Mazen Kerbaj Expresses the Chaos of War-Torn Lebanon with His Trumpet
Mazen Kerbaj performing at Crown & Harp on Monday
For someone living in the relative comforts of a city like Dallas, it's easy to take music and the arts for granted. But for free jazz trumpeter Mazen Kerbaj, who visited Crown & Harp last night for the weekly Outward Bound Mixtape Sessions and is the featured guest tonight at La Rondalla, such a reality was anything but a given.
Born in Lebanon in 1975, Kerbaj spent the first 15 years of his life in a civil war. "It was, 'That is a shoe, that is rain, that is the sound of a bomb,'" he says. "It seemed natural. It's not until later that you become afraid and understand you can die from it."
In 2000, Mazen played publicly for the first time in Beirut with a saxophone player. It was perhaps the first fully improvised, free jazz performance in the Middle East. The effects of the civil war help put this in context. From 1950 to 1975, Beirut was a cultural center and Lebanon was a place with lots of freedom, especially compared to many dictatorships in close proximity.

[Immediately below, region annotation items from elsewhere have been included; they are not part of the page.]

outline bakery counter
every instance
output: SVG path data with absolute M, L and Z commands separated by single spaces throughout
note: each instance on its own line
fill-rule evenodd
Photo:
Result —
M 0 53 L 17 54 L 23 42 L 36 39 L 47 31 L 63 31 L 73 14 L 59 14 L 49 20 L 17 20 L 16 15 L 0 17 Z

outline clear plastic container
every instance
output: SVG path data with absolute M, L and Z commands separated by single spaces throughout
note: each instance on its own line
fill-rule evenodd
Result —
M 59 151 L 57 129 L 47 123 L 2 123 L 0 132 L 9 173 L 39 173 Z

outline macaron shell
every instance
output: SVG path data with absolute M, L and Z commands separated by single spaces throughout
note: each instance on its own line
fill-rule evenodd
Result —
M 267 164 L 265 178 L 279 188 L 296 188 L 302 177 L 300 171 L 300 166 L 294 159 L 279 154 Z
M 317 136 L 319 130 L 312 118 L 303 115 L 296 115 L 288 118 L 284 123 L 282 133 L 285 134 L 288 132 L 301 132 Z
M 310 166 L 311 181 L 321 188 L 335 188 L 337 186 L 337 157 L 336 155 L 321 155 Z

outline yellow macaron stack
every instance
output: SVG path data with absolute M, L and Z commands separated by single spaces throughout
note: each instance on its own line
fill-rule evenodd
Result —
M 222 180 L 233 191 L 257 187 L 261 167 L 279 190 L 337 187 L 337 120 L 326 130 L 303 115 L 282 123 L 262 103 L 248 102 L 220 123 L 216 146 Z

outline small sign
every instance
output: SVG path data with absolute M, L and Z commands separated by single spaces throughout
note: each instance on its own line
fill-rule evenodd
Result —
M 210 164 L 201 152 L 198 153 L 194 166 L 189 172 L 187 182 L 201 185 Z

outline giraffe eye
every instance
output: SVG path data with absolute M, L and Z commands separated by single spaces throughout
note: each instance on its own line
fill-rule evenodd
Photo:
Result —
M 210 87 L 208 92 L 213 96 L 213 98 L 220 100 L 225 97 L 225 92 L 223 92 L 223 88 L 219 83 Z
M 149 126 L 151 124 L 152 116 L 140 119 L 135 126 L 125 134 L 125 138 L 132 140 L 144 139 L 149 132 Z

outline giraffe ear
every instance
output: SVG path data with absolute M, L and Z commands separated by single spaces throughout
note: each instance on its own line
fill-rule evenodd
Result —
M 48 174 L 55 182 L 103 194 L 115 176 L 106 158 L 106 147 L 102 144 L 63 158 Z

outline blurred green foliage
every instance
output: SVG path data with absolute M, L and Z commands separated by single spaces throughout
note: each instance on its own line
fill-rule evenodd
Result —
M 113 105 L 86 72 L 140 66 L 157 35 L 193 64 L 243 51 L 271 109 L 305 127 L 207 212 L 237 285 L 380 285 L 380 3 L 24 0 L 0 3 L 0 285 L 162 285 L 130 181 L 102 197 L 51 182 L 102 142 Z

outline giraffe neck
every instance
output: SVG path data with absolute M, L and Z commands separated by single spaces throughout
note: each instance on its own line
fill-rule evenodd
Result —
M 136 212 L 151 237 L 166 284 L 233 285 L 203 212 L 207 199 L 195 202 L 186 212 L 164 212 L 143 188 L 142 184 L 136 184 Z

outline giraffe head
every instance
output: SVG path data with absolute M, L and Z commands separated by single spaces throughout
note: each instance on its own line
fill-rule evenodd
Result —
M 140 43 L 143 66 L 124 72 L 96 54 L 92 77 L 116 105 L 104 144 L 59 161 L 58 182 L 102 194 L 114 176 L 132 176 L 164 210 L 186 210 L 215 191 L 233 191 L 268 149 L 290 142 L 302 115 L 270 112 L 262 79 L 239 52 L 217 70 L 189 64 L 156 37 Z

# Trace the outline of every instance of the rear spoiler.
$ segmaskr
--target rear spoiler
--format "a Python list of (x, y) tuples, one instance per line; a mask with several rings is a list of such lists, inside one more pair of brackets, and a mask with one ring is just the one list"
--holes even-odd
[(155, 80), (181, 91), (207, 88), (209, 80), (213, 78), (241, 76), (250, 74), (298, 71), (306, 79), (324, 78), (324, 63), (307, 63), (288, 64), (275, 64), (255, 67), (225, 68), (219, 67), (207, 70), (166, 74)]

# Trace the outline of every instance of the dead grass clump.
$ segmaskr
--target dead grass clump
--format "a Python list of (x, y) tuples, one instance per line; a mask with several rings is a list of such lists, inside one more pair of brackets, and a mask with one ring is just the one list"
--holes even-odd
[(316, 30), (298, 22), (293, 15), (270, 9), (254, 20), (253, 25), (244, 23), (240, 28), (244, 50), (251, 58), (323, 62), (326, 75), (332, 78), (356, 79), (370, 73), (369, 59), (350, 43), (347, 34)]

But during the civil war, from 1975 to 1990, it was as if no one was taking care of the arts.
It wasn't for another five years that the intellectual scene started rebuilding in the mid-90s. From there it was up to date rather quickly, but with the exception of music. Kerbaj and a few others developed a free jazz scene in Beirut. With a small group of people he started playing free jazz in bars, often clearing the places out.

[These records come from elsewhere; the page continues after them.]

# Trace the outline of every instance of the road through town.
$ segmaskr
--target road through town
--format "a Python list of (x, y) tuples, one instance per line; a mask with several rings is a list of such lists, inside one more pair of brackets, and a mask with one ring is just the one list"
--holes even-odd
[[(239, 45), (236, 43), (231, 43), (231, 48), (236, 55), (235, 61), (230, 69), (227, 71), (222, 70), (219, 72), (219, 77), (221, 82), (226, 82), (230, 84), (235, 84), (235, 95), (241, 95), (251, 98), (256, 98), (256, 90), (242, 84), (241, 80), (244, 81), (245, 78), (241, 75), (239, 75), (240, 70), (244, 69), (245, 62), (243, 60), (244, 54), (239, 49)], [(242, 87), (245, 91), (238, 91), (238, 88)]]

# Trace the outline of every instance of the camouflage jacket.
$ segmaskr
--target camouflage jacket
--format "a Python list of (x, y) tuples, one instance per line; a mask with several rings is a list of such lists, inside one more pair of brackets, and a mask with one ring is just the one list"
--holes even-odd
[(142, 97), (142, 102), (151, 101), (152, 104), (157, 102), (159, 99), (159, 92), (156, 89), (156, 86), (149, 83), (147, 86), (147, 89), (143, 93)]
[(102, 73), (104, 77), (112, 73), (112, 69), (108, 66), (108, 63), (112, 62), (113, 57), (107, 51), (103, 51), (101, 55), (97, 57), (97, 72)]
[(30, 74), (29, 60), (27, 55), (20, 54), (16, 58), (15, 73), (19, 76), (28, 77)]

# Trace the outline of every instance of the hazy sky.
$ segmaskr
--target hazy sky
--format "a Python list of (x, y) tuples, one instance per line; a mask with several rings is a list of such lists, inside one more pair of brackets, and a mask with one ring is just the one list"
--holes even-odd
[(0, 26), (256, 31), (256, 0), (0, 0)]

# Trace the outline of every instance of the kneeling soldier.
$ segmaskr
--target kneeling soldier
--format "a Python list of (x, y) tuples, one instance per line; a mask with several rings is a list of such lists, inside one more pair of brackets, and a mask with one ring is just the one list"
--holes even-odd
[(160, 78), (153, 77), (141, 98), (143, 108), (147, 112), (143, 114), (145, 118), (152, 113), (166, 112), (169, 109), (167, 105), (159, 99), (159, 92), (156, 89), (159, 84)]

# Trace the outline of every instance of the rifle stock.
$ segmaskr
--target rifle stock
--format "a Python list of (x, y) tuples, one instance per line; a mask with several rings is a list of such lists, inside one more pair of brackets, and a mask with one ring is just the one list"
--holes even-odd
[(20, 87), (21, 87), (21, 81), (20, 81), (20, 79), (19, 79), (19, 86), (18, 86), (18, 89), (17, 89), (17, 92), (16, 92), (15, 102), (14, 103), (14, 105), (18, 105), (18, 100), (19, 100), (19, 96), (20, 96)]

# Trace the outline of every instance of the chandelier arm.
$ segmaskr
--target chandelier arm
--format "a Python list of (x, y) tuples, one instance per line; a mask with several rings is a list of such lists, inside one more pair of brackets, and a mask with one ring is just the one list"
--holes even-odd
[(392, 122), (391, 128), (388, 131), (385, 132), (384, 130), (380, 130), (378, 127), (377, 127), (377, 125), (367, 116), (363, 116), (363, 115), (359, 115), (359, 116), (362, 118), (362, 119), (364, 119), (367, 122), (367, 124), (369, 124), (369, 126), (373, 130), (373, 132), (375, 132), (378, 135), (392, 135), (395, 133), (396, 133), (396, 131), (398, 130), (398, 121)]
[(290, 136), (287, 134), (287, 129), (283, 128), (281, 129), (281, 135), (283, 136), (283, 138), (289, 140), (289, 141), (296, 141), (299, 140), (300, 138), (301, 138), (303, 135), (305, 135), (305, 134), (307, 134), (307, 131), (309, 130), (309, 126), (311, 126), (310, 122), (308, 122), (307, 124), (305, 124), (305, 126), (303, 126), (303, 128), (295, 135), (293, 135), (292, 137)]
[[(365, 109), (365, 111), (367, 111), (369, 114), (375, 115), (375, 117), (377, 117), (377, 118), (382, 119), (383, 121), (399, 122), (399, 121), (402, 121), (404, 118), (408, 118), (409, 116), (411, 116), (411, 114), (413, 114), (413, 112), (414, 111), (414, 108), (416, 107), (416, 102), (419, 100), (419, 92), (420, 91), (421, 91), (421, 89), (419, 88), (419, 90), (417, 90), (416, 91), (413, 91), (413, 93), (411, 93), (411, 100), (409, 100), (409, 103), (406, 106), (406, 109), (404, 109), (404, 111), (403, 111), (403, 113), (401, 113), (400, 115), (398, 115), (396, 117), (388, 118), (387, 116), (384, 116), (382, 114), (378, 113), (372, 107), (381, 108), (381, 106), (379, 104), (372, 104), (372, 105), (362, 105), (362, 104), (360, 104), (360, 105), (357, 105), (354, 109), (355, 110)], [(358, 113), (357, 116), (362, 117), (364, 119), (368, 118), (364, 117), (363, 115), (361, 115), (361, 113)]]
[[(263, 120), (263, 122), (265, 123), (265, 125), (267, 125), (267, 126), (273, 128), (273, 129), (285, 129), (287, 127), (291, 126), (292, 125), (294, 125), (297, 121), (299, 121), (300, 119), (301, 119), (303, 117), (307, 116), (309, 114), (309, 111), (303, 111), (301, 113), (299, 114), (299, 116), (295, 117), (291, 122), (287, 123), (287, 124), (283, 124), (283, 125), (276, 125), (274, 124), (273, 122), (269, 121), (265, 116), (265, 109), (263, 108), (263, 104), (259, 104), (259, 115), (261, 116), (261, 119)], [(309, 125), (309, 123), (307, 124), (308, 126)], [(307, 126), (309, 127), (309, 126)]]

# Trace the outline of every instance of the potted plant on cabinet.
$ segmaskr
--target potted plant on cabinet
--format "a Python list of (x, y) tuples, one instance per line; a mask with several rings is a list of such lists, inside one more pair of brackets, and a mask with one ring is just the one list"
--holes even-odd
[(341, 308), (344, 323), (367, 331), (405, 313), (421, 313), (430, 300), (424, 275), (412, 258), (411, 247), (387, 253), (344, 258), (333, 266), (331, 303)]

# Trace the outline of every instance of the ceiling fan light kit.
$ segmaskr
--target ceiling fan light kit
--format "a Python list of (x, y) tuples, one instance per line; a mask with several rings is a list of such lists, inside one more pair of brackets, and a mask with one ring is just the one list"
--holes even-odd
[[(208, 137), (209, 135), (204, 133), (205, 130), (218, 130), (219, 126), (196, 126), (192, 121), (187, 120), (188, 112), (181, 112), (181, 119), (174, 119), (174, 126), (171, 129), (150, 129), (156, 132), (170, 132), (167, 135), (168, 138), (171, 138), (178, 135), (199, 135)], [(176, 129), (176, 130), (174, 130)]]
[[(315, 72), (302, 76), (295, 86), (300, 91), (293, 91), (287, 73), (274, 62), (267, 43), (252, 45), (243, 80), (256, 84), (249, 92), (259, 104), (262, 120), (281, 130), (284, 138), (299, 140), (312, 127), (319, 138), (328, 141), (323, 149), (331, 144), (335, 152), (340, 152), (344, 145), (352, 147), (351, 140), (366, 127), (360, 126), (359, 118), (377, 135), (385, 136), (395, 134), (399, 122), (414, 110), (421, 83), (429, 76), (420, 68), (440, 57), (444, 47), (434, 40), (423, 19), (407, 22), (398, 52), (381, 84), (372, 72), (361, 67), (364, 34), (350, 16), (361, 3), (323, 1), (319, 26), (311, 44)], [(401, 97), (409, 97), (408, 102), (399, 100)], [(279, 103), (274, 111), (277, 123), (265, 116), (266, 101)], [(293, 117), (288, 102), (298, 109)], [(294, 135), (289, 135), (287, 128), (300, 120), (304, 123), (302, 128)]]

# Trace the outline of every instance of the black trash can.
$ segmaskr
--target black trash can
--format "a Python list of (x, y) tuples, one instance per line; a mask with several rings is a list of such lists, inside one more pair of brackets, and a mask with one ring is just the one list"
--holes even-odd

"Five people would stay," he recalls, "and three of them were insulting us." With few people in Beirut interested in improvised experimental music, Mazen often performed solo. But by 2003 a scene started to grow. "I'm not even 40 and I'm a grandfather of that fucking scene," he says. In Beirut there are now several musicians interested in this music as well as a receptive audience.

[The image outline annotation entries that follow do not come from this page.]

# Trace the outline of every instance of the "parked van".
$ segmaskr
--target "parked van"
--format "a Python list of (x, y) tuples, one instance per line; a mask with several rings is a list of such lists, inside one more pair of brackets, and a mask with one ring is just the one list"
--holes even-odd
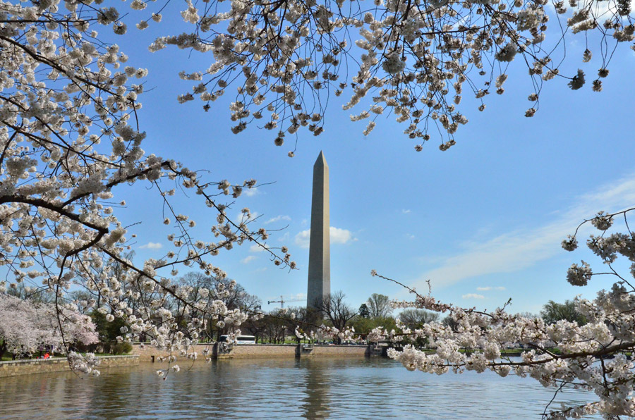
[[(219, 342), (226, 342), (229, 336), (223, 334), (221, 335), (218, 341)], [(255, 344), (255, 337), (253, 335), (238, 335), (236, 338), (236, 344)]]

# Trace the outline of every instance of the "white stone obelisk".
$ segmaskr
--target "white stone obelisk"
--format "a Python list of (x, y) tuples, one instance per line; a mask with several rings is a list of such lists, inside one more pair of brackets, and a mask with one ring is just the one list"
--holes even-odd
[(329, 229), (329, 166), (324, 159), (324, 154), (320, 152), (313, 165), (307, 308), (320, 308), (322, 297), (331, 293)]

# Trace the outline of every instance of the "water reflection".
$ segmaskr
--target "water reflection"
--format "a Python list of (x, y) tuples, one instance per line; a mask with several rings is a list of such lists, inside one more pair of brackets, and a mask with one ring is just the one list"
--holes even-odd
[[(0, 380), (8, 419), (540, 419), (552, 393), (531, 379), (409, 372), (382, 359), (221, 360)], [(581, 391), (560, 402), (583, 403)], [(599, 418), (599, 417), (598, 417)]]

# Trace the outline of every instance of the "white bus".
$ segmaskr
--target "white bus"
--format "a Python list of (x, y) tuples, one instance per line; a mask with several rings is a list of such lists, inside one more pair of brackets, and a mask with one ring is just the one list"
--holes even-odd
[[(226, 342), (228, 337), (228, 335), (223, 334), (219, 338), (219, 342)], [(237, 335), (236, 344), (255, 344), (255, 337), (253, 335)]]

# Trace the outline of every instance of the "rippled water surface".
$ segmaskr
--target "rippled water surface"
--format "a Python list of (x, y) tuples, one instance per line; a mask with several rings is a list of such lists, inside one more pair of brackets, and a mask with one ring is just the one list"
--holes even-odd
[[(392, 360), (197, 362), (167, 381), (157, 364), (0, 379), (0, 419), (540, 419), (552, 391), (487, 372), (441, 376)], [(581, 391), (560, 402), (590, 400)]]

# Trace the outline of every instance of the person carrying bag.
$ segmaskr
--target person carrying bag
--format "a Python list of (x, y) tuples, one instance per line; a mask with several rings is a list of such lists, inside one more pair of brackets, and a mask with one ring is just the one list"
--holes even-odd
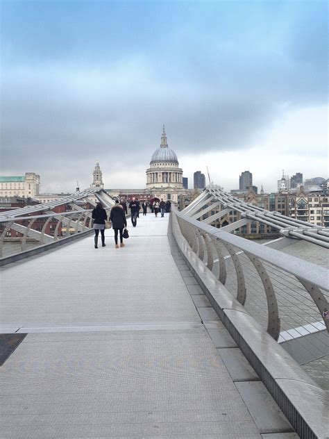
[(115, 206), (112, 208), (110, 218), (112, 222), (112, 228), (115, 231), (115, 248), (119, 249), (118, 232), (120, 234), (120, 247), (124, 247), (123, 230), (124, 227), (127, 226), (127, 220), (126, 220), (124, 208), (119, 204), (119, 200), (116, 200)]

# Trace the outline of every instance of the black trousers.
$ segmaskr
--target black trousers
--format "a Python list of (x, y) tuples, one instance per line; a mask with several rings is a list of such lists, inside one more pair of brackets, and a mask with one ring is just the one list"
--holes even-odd
[[(99, 237), (99, 229), (95, 229), (95, 238), (98, 238)], [(101, 229), (101, 242), (103, 243), (105, 241), (105, 235), (104, 235), (104, 232), (105, 230), (103, 229)]]
[(124, 229), (113, 229), (113, 230), (115, 231), (115, 244), (118, 243), (118, 232), (119, 232), (119, 233), (120, 233), (120, 243), (122, 244), (122, 242), (124, 242), (124, 238), (122, 237), (122, 233), (124, 232)]
[(137, 212), (132, 212), (132, 213), (131, 213), (131, 222), (132, 222), (133, 226), (134, 227), (135, 227), (136, 224), (137, 224)]

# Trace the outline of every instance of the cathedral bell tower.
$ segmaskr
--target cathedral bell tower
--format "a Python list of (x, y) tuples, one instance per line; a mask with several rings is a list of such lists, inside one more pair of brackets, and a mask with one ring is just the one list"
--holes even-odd
[(96, 160), (96, 162), (95, 169), (94, 169), (92, 174), (94, 176), (94, 181), (90, 185), (90, 188), (101, 188), (101, 189), (103, 189), (104, 185), (102, 179), (102, 172), (99, 167), (99, 160)]

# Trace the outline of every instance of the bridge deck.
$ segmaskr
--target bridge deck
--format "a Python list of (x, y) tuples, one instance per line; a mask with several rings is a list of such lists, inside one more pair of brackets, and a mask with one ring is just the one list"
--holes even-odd
[(190, 293), (206, 299), (167, 227), (148, 215), (125, 248), (108, 238), (96, 250), (90, 237), (3, 270), (0, 332), (28, 335), (1, 367), (1, 438), (267, 437), (206, 330), (225, 338), (221, 322), (210, 308), (201, 322)]

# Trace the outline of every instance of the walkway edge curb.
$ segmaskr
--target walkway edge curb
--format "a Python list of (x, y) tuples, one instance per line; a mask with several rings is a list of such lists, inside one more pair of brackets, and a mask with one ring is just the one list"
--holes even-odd
[(214, 276), (189, 247), (174, 213), (172, 232), (205, 296), (295, 431), (303, 439), (326, 439), (329, 397)]

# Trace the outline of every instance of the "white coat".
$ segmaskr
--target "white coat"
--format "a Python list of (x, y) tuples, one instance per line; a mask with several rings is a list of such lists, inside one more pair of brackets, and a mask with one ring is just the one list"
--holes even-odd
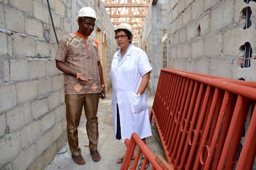
[(116, 134), (117, 106), (119, 111), (122, 141), (135, 132), (141, 138), (152, 135), (147, 94), (139, 96), (137, 91), (145, 74), (152, 68), (148, 56), (141, 49), (130, 44), (122, 60), (118, 62), (120, 50), (114, 55), (109, 73), (112, 81), (113, 121)]

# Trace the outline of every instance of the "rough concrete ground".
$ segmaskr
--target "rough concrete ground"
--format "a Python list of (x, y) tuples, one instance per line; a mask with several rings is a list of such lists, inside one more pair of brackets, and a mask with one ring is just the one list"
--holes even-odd
[[(107, 94), (106, 97), (106, 99), (100, 99), (98, 111), (100, 136), (98, 149), (101, 156), (100, 161), (95, 163), (92, 160), (85, 129), (86, 120), (83, 116), (79, 127), (79, 147), (81, 148), (82, 155), (85, 160), (85, 164), (79, 165), (73, 161), (68, 144), (66, 143), (60, 152), (56, 154), (54, 160), (45, 168), (45, 170), (120, 169), (121, 164), (117, 164), (116, 160), (120, 156), (124, 155), (126, 146), (121, 141), (114, 138), (112, 123), (110, 94)], [(147, 103), (150, 111), (153, 102), (153, 99), (148, 97)], [(152, 121), (151, 128), (153, 135), (147, 138), (147, 146), (155, 155), (160, 155), (164, 158), (164, 152), (153, 121)], [(148, 169), (151, 169), (151, 168), (150, 165)]]

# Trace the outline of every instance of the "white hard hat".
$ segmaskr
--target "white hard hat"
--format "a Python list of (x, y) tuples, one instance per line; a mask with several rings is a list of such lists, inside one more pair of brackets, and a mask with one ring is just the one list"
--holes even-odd
[(132, 26), (130, 26), (129, 24), (127, 23), (121, 23), (120, 25), (119, 25), (116, 28), (115, 31), (119, 30), (119, 29), (124, 29), (124, 30), (127, 30), (128, 31), (129, 31), (131, 33), (132, 35), (134, 34), (134, 30), (132, 30)]
[(95, 20), (97, 19), (96, 17), (95, 11), (90, 7), (84, 7), (79, 10), (77, 17), (77, 22), (79, 20), (79, 18), (82, 17), (90, 17), (95, 18)]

Mazen had initially been interested in rock music, but that changed when a friend brought free jazz music like Pharoah Sanders and Evan Parker back from France. That same friend offered him a trumpet, which he did not know how to play, and he spent years playing music that sounded like trumpeter Don Ayler, brother and band mate of Albert Ayler, the avant-garde saxophonist.
Today, his music is improvised and experimental, as he modifies the trumpet to completely change its sound and purpose and uses it more for percussion than melody. The noises he makes are often rumbling or electronic, but created acoustically. "The idea is to deconstruct the instrument and make it my own," Kerbaj says.
Yet for many folks, Kerbaj is better known for his work as a comic book artist. He published several books of comics before 2006 and has published several since. He focuses on social or personal issues. "But living in Beirut," he says, "politics invite themselves into your work sometimes." However, he insists he is not aligned with any political party.
But the specter of war had not left his life. By 2006, Kerbaj had started his own label and toured internationally. When he returned home to Beirut from the largest tour of his career, the Israel-Hezbollah War, known in Lebanon as the July War, was just getting started. Kerbaj sent his son to stay with his ex-wife and the boy's mother in a residence in "the mountains" where he would be safe. For the next 34 days Lebanon was a warzone, with the Israel military steadily dropping bombs on Beirut. Kerbaj remained in his apartment with his girlfriend, whom he later married.
"I consider myself lucky to be an artist because I could continue my work," says Kerbaj. He kept working to keep his brain active and to defend his sanity. Most people with regular jobs were unemployed for a month -- not just afraid, but depressed. Without work or other distractions, they just lived through the war somehow passively. He continued working on his comics, which now reflected his immediate surroundings, and began uploading them to his blog. He did this naturally, with no idea what would come of it; the war could have suddenly ended or went on for years. But his blog went viral.
Kerbaj was already a successful illustrator and musician for several years, but his blog made him even more well known. When he introduces himself to publishers and authors, they are typically familiar with his work. "I feel very bad about that," he admits. "It makes me feel that it is for the wrong reasons." It also creates a false relationship with his audience, who may expect him to be the guy who made comics during the July War. But this part of his life is over; he has moved on and very rarely uses the blog now. "To be recognized for one thing," he says, "that's difficult to escape."
Kerbaj eventually started playing his trumpet during the bombardment, standing on the balcony of his apartment improvising minimalist music as the bombs fell. This did not make him feel any safer, but it was another distraction, something to do besides sitting on his couch during wartime. More than anything he was just doing what he always did, accustomed to war after growing up around it for 15 years.
Kerbaj now has two other children and all three attend the same private school he attended. "My only goal is to surprise myself with new things," he says of the future. In July, he takes his family to Berlin for a whole year in the Artists in Residence program, DAAD. He will be focusing on his music during this time with one of the most prestigious programs in the world.
Mazen Kerbaj performs today, from 5:30 P.M to 6:30 P.M., at the Oak Cliff Cultural Center, 223 W. Jefferson Blvd, Free show.